Has anyone seen this before?But names, vars, in namespaces are global, in a clojure runtime, and any repls will see the same state
My guess as to how you are mistaken is your repls are not connected to the same clojure process
That’s the part I don’t really understand. It’s just one Clojure process, started with clj
. And the REPLs are in sync until I call reset-all
I think similar kinds of things are possible, but exactly what you described is not, so are you describing exactly what you see, or summarizing/editorializing something more complicated?
E.g. if you hang on to a var object it doesn't magically get replaced with the new var when you reset (which just uninterns all the vars so you get new var objects)
In theory if the reset code maybe un-interned the namespace object itself, maybe you could get something like you've described, but the code reset all calls doesn't do that (ultimately calls this stuff https://github.com/clojure/tools.namespace/blob/master/src/main/clojure/clojure/tools/namespace/repl.clj#L67) and i just think on theory you could, I think it is likely, in the scenario you described, both repls still wouldn't behave like that
@neil.hansen.31 I think all the reset/reload/refresh workflows are extremely problematic and generally recommend people avoid them. They have weird corner cases and often very counter-intuitive behavior -- and they are simply not necessary if you develop a good REPL-friendly workflow. As to the specific problems you are running into, I'd suggest asking in #integrant because you're doing some stuff that is very specific to that project.
@U04V70XH6 Thanks for the perspective. I actually thought the reset/reload style was the standard REPL workflow. Can you suggest any resources about the style you suggest?
@neil.hansen.31 Sean's fully capable of answering himself, but… here's a great talk he gave on this very topic 😅 https://m.youtube.com/watch?v=gIoadGfm5T8
Also, Stu's excellent talk from a few years prior -- here's a link to the transcript if you prefer to read (as I do), which in turn links to the video on Vimeo: https://github.com/matthiasn/talk-transcripts/blob/master/Halloway_Stuart/REPLDrivenDevelopment.md
If you're willing to spend money on a course to teach you about this sort of workflow, consider Eric Normand's REPL-Driven Development course: https://purelyfunctional.tv/courses/repl-driven-development-in-clojure/
(I have taken that course and highly recommend it to everyone!)
@U04V70XH6 @UGTAV6LR2 These are perfect resources, thanks for your help.
How often do you use https://clojuredocs.org/clojure.core/remove-ns ? Would like to recommend it to those who get themselves into repl difficulties but it looks like it leaves corner cases too.
@U3TSNPRT9 I don't use it at all because it can break code that depends on certain things in the ns being removed.
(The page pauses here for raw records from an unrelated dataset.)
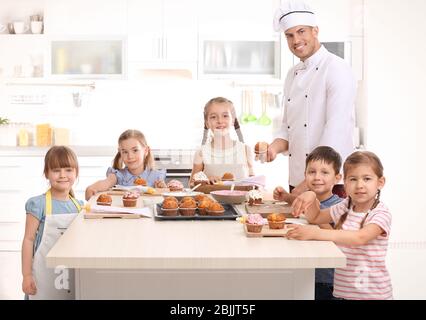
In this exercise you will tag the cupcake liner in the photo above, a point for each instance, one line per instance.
(255, 228)
(215, 212)
(187, 211)
(276, 224)
(103, 203)
(169, 212)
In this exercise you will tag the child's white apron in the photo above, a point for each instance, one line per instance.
(53, 283)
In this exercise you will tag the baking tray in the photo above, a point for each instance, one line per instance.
(229, 214)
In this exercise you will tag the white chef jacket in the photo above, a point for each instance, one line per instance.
(319, 109)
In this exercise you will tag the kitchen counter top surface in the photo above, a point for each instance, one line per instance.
(146, 243)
I occasionally use a snippet of code that removes refers, aliases, and interns from a ns: https://github.com/seancorfield/vscode-clover-setup/blob/develop/config.cljs#L83-L89
That cleans out the "inside" of an ns so you can do "load file" and get a pristine version without breaking any dependencies (because the ns object itself does not go away).
Note that even (require ... :reload)
can break dependencies on an ns sometimes (you'll note I have code in that file to (require ... :reload-all)
but I almost never use that because it tends to break dependencies) -- I keep meaning to remove it!
@U04V70XH6 Thanks - feel like there should be a "clean namespace" button/shortcut/menu item running this snippet in IDE integrated REPLs (cc @U0567Q30W 🙂). It would help those newbie co-workers who restart the REPL constantly and find it "unreliable" because redefining vars and aliases everywhere is more side-effectful than they realise.